Il 5 luglio la Corte Costituzionale turca ha dato il via libera a un referendum sull’elezione diretta del presidente. Questa decisione è una vittoria per il primo ministro, Recep Tayyib Erdogan, che nonostante i tentativi non è riuscito finora a imporre la figura di un presidente d’ispirazione islamica. La Corte Costituzionale è sempre stata sostenitrice della corrente secolare in Turchia, ma il fatto che adesso si sia schierata con il governo ha sorpreso l’opposizione laica.
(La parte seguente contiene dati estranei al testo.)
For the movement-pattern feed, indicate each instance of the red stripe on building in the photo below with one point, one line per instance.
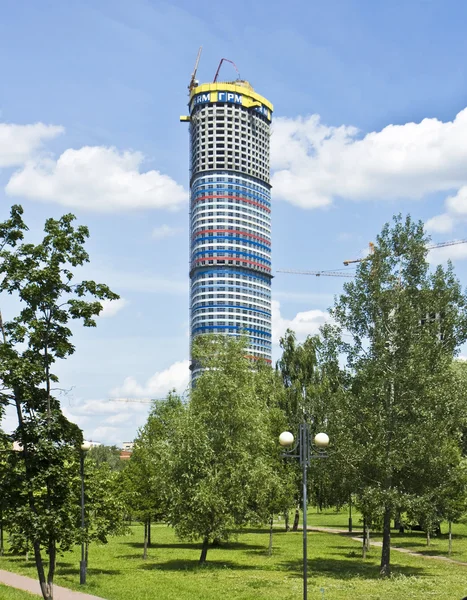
(244, 260)
(237, 231)
(240, 199)
(258, 358)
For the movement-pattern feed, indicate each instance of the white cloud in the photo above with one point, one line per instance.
(457, 204)
(165, 231)
(111, 307)
(98, 179)
(442, 255)
(303, 324)
(176, 376)
(440, 224)
(19, 142)
(314, 163)
(456, 212)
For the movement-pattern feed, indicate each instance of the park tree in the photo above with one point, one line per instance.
(146, 481)
(315, 388)
(110, 455)
(405, 325)
(41, 278)
(221, 454)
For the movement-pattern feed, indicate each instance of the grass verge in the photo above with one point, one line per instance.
(241, 570)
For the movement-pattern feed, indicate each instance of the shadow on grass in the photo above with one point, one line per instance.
(193, 565)
(90, 571)
(346, 569)
(194, 546)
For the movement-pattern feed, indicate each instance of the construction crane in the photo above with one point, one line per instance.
(138, 400)
(193, 83)
(431, 247)
(316, 273)
(219, 68)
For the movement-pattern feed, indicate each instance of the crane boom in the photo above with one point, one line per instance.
(316, 273)
(192, 83)
(444, 244)
(219, 68)
(431, 247)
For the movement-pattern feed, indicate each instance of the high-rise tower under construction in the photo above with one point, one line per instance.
(230, 213)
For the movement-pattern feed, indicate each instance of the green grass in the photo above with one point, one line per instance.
(241, 570)
(411, 540)
(7, 593)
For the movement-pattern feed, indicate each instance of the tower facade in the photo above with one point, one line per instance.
(230, 214)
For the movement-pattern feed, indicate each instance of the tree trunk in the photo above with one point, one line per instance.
(397, 520)
(1, 531)
(204, 551)
(52, 565)
(270, 537)
(385, 569)
(47, 593)
(296, 520)
(364, 548)
(145, 546)
(450, 539)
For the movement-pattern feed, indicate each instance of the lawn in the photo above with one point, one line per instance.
(7, 593)
(414, 541)
(242, 570)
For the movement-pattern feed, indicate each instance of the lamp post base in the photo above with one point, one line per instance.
(82, 572)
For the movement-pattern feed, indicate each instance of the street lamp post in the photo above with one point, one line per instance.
(305, 455)
(85, 446)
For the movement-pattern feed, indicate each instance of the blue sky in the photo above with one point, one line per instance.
(368, 122)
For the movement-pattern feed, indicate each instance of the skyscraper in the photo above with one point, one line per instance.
(230, 214)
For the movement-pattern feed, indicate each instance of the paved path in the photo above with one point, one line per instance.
(32, 585)
(379, 544)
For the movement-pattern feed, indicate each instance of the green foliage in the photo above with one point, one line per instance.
(145, 480)
(225, 453)
(403, 412)
(109, 455)
(104, 502)
(41, 478)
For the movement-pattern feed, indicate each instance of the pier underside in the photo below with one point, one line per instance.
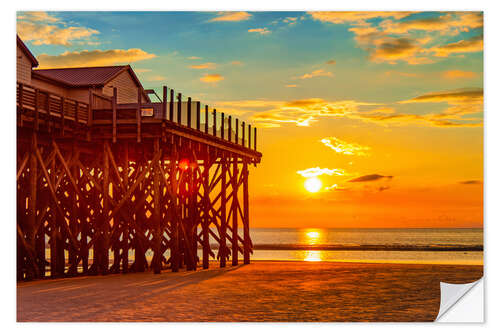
(98, 200)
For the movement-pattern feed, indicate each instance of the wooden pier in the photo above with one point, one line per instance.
(100, 182)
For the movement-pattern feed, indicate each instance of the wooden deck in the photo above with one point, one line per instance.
(103, 119)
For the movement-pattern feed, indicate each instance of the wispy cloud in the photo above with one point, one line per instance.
(470, 45)
(42, 28)
(262, 31)
(207, 65)
(369, 178)
(316, 73)
(392, 41)
(317, 171)
(471, 182)
(156, 78)
(346, 148)
(93, 58)
(231, 17)
(353, 17)
(211, 78)
(459, 74)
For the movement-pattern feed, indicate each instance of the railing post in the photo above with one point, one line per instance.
(249, 136)
(198, 115)
(171, 111)
(164, 104)
(206, 119)
(222, 125)
(77, 106)
(62, 115)
(243, 133)
(113, 106)
(255, 138)
(189, 112)
(236, 131)
(138, 113)
(89, 120)
(215, 123)
(36, 109)
(21, 103)
(179, 105)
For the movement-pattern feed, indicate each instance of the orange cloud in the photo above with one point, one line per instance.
(474, 95)
(231, 17)
(459, 21)
(317, 171)
(262, 31)
(207, 65)
(211, 78)
(473, 44)
(349, 17)
(43, 29)
(458, 74)
(346, 148)
(316, 73)
(93, 58)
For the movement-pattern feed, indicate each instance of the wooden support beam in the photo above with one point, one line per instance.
(215, 123)
(37, 99)
(223, 220)
(171, 108)
(222, 125)
(189, 113)
(206, 210)
(174, 249)
(62, 115)
(156, 212)
(246, 216)
(113, 106)
(198, 115)
(206, 119)
(164, 103)
(234, 208)
(179, 108)
(105, 212)
(126, 231)
(138, 114)
(255, 138)
(243, 133)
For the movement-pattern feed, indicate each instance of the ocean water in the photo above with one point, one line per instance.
(415, 246)
(424, 246)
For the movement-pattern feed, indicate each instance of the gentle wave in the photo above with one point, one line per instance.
(403, 247)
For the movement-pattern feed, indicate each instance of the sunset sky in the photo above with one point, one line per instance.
(384, 108)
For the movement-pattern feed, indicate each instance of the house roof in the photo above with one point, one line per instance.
(85, 76)
(27, 52)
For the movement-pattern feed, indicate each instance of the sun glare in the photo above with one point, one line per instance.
(313, 184)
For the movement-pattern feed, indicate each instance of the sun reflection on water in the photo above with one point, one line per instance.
(313, 237)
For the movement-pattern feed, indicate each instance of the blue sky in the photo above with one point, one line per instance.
(407, 86)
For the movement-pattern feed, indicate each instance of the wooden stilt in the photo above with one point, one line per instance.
(223, 220)
(246, 224)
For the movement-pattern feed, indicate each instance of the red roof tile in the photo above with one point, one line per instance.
(83, 76)
(24, 48)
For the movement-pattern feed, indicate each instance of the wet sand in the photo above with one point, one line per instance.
(261, 291)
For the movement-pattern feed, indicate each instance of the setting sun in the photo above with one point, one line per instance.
(313, 184)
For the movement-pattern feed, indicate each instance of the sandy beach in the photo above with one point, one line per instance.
(261, 291)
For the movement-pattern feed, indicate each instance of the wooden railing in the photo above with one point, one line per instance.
(45, 105)
(42, 104)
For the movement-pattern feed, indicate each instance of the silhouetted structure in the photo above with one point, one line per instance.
(101, 179)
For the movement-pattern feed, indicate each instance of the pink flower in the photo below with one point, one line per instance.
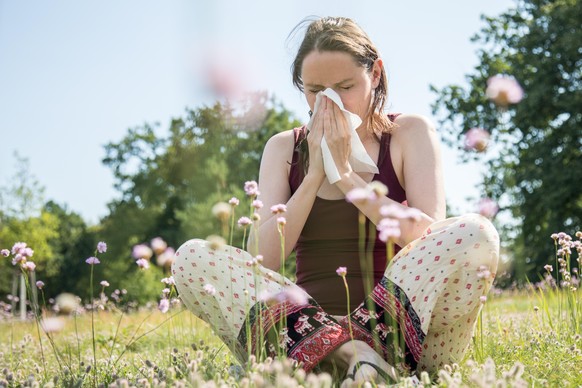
(166, 258)
(293, 295)
(252, 188)
(17, 247)
(142, 251)
(209, 289)
(101, 247)
(503, 90)
(92, 261)
(487, 207)
(244, 221)
(158, 245)
(360, 195)
(279, 208)
(399, 212)
(388, 228)
(164, 305)
(476, 139)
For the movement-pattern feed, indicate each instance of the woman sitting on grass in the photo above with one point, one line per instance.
(416, 312)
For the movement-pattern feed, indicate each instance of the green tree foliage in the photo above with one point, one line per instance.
(537, 167)
(168, 184)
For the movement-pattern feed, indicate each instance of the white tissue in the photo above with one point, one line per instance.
(359, 158)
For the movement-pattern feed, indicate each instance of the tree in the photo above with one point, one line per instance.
(536, 170)
(168, 185)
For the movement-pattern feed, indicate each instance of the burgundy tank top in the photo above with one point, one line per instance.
(330, 238)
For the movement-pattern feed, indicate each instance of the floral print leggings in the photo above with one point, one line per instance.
(421, 315)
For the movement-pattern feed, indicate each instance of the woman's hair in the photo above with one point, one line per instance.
(344, 35)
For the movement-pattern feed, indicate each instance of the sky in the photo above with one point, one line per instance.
(75, 76)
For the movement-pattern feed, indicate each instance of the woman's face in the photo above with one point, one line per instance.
(339, 71)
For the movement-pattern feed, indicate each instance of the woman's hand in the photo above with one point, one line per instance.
(337, 135)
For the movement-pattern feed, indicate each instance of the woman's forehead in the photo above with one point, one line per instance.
(331, 67)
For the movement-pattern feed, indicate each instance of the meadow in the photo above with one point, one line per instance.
(525, 338)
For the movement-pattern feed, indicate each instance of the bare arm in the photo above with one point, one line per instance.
(421, 174)
(274, 188)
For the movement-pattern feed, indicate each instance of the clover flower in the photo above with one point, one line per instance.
(251, 188)
(158, 245)
(29, 266)
(399, 212)
(164, 305)
(141, 251)
(101, 247)
(360, 195)
(487, 207)
(503, 90)
(92, 261)
(244, 221)
(388, 228)
(477, 139)
(279, 208)
(293, 295)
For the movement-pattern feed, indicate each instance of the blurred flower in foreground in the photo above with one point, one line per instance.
(293, 295)
(101, 247)
(164, 305)
(503, 90)
(66, 303)
(477, 139)
(142, 251)
(158, 245)
(52, 325)
(487, 207)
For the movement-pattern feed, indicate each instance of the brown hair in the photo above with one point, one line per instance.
(343, 34)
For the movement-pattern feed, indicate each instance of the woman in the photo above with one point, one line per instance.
(424, 303)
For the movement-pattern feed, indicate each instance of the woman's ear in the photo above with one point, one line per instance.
(377, 72)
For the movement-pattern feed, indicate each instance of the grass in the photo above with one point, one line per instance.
(516, 347)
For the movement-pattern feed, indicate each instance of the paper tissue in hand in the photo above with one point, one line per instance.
(359, 158)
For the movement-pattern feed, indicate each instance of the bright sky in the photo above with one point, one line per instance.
(76, 75)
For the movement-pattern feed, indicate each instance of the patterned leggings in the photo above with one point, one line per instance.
(421, 315)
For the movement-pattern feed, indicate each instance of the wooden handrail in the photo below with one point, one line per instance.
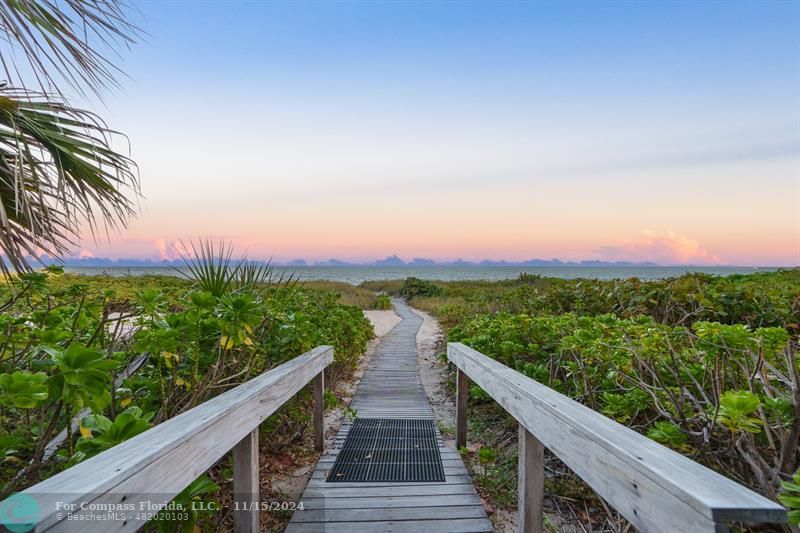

L’approvazione del referendum, inoltre, dà una spinta a Erdogan e al suo partito Giustizia e lo Sviluppo (Akp) in vista delle elezioni parlamentari che si terranno il 22 luglio.

La Turchia attraversa oggi una fase che potrebbe condurre a cambiamenti fondamentali nell’assetto costituzionale. Lo scontro tra secolaristi e islamisti si svolge su due fronti, uno politico, l’altra istituzionale. Nelle elezioni del 2002, l’Akp di Erdogan ha raggiunto il 34 per cento dei voti e questo risultato gli ha garantito ben 363 seggi in parlamento sui 550 complessivi. Il numero dei seggi è sproporzionato rispetto al numero dei voti, perché il sistema elettorale turco prevede una soglia del dieci per cento per entrare in parlamento. La posizione dominante del partito filo-islamico ha preoccupato le Forze Armate turche, garanti della costituzione secolare del paese, ma a parte qualche polemica con i generali, Erdogan ha potuto governare con tranquillità. La situazione, tuttavia, potrebbe cambiare se, come probabile, l’Akp dovesse riconfermarsi come primo partito. Gli ultimi sondaggi lo danno a un percentuale del 42 per cento dei consensi.

Ancora più spinosa è la questione della presidenza, l’elemento cruciale nella contrapposizione tra secolaristi e islamisti. Nel mese di aprile, l’Akp aveva avanzato la candidatura del ministro degli Esteri, Abdullah Gul, approvata poi dal parlamento. Gul sarebbe stato il primo presidente di un partito non-secolare nella storia della Turchia moderna, ma la Corte Costituzionale ha bloccato la sua nomina per ragioni formali. Così Erdogan ha proposto l’elezione diretta del presidente, in modo da sfruttare l’ampio consenso popolare di cui gode il suo partito e consegnargli la più alta carica dello stato per molto tempo a venire. L’attuale presidente, Ahmet Necdet Sezer, ha posto il veto sulla proposta di Erdogan, ma la maggioranza in parlamento ha di nuovo approvato l’iniziativa del premier lasciando a Sezer solo la possibilità di rivolgersi alla Corte Costituzionale. Questa, da par suo, ha respinto la richiesta del presidente e ha dato il via libera a un referendum costituzionale. Il referendum si svolgerà in autunno e nelle previsioni sarà la proposta di Erdogan a vincere.

Il mandato di Sezer scadrà prima del referendum e il suo successore non sarà certamente scelto dal popolo perché la nuova regola verrà applicata solo a partire dalle elezioni presidenziali del 2014. Si tratta, ciononostante, di una svolta istituzionale di fondamentale importanza perché mette in discussione il carattere secolare dello stato turco. Anche se il presidente ha meno poteri del primo ministro, la sua figura non è affatto cerimoniale. Il presidente nomina i giudici della Corte Costituzionale ed è il comandante supremo delle Forze Armate. Nel caso di un presidente appartenente a un partito islamico, l’adozione di una politica islamista in Turchia non incontrerebbe più freni istituzionali. I vertici delle Forze Armate sono consapevoli dei rischi corsi dall’assetto secolare del paese e hanno fatto capire di essere disposti a intervenire direttamente per impedire una tale deriva.  E questa minaccia non è tutto fuorché priva di fondamenti, visto che già più volte in passato i militari turchi hanno dato vita a colpi di stato proprio per preservare la laicità dello stato. Nel contesto attuale, l’ipotesi di un golpe è poco probabile visto che la Turchia sta cercando di entrare nel’Unione Europea e che una presa del potere da parte dei militari contro un governo democraticamente eletto allontanerebbe Ankara da Bruxelles quasi irrimediabilmente. Gli Stati maggiori, pertanto, difficilmente si assumeranno un simile rischio.